さらに、テールの向きにも矛盾というか、相性が・・・
ジグヘッドによるミドストにおいては、実際の魚と同じタテテールはロールアクションの抵抗となるうえ、上下に切るようなギクシャクした動きになりがち。
同じ二股でもヨコ向きかつタイトにデザインされたスプリットテールの方がロールアクションを妨げず、柔らかく繊細なアクションを出すのにうってつけです。
けど、これがネコリグヨコヨコになると求めるアクションではなかったんですね(^^;
ヨコヨコしたときに、水平のテールは水を切ってしまう。
ダメではないけれど、ボクはフラット面で水をあおぐ、本当の魚のような水掻きとルックスにしたいのです。
とはいえ、すでに仮金型を依頼してしまっていた2次試作はネコリグではそこそこいいアクションするも、まだピンピンしすぎ。
ただ、切れ込みによってボディがたたまれやすくなったことと、体高も落としたことでフッキング率は上がったかな。
で、分かってはいましたが、ジグヘッドリグでは腹が高比重マテリアルゆえミドストでの姿勢が尻下がりなうえ、テールアクションもギクシャクして釣れなそ~(^^;
ここからが、ジグヘッドリグも意識したデザイン&比重に舵を切ることになります。
3次試作は、テールも少し閉じ気味にすることでロール時の抵抗を減らすとともに、付け根も少し絞ってヒラヒラとなびくように。
また、背びれをつけ、ワッキー掛けの針先を埋め込むことで初動からベストアクションを発するようにしました。
これをしないと、フックの向きが腹側に回ってしまうことがあり、狙いと逆方向に泳いでしまう問題を解決しました。

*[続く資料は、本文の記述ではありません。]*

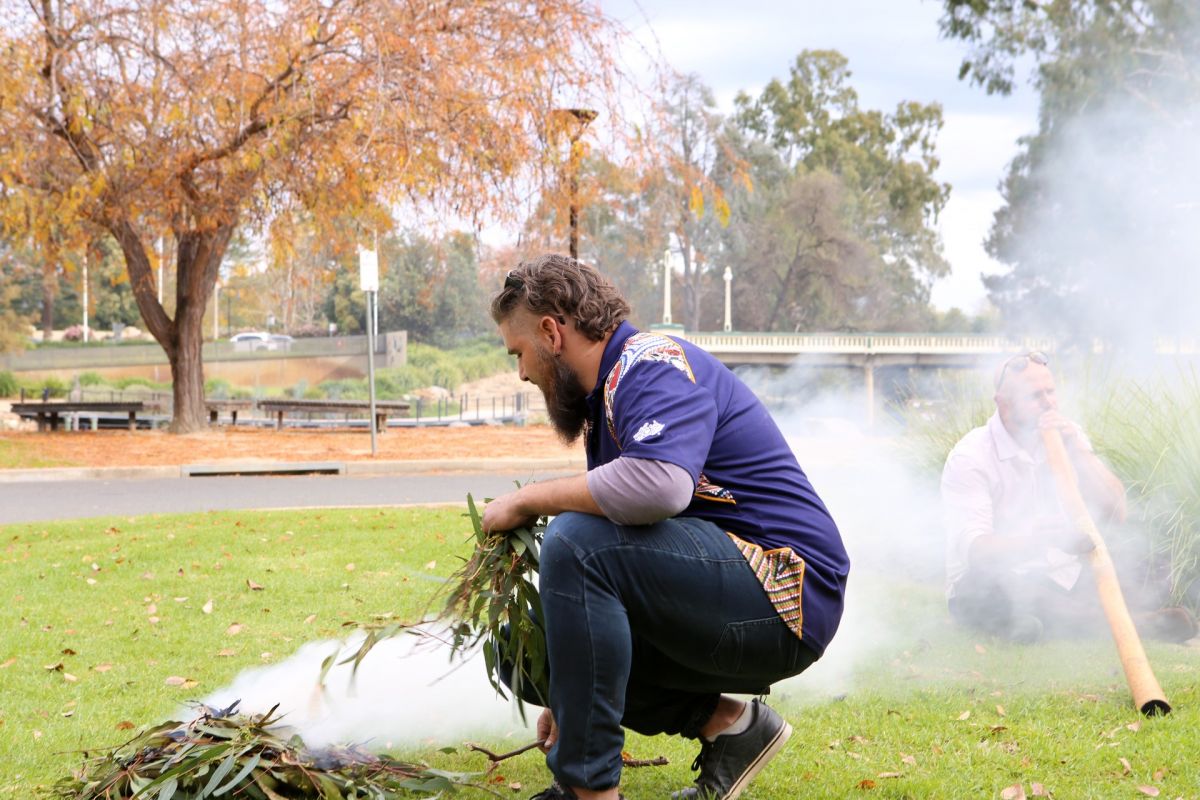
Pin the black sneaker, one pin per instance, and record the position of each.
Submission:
(556, 791)
(729, 764)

平均的には良くなったものの、ヨコヨコでもミドストでもまだしなやかさが足りないのと、テールのなびきもまだイマイチ(-_-;)
そして、ハンドカットでボディサイドに切れ込みを入れていた個体では出ていた、ミドストからの逃がしでボディを震わせる動きも出ず。
あまり切れ込みを深くしすぎるとボディがしなやかになり過ぎてヨコヨコ性能が損なわれることを気にし過ぎました。
比重は塩の含有量を減らしての4パターンを試作も、どれもまたミドストにはちょっと重かったですね。
4次試作はこれらを踏まえ、ボディサイドのリブはさらに深くしただけでなく、一周グルリと囲むように入れました。
これが効果あり!(^^)!
全方向に対してしなりやすくなったことでヨコヨコでのピンピンさが和らぎ、ミドストでのロールアクションもしなやかさで美味しそうになってきました。
リーリングによる逃がしで身を振るようになるも、もうちょっと振り幅が欲しい!
テールも切れ込みを深くし、角度もより狭めたことでロールのキレが増し、それに連れらてヒラヒラとなびくように。
姿勢も水平といっていいレベルですが、スローミドストだとこらえきれず。
あと、ウロコ模様を入れたことで、見た目に繊細な質感になったと思います!(^^)!
それぞれが “もうチョイ”・・・なところまできました!
5次試作では、仕上げの微調整!
もう少ししなやかさを増すために、ボディを囲むリブの深さを僅かに深くし、
さらに、背と腹に入れているスリットもセットするフックシャンク長以上に延長。
ボディの内側からも柔軟性を高めました。
このスリットには副産物もあり、内側に残る空気が微かなフラッシングも発してくれます(カラーによる差はあります)。
テールの切れ込みもさらに深くし、繊細な操作でもなびくように。
塩の含有量による比重は、「背5%に対し腹10%」がミドスト時の水平姿勢を保ちつつ姿勢も安定化。
さらに、腹は最もソフトなマテリアルに対し、背はワンランクハードが針持ちアップにも貢献(実は工場側からいただいた提案だったのですが、ありがたく採用させてもらいました)。
背と腹でマテリアルの硬度と比重を変えたことで、性能を最大限に引き出せています。
5次試作のアクションを確認し、「これ以上手を入れられるところはない!」と納得のうえ、量産金型を依頼しました!(^^)!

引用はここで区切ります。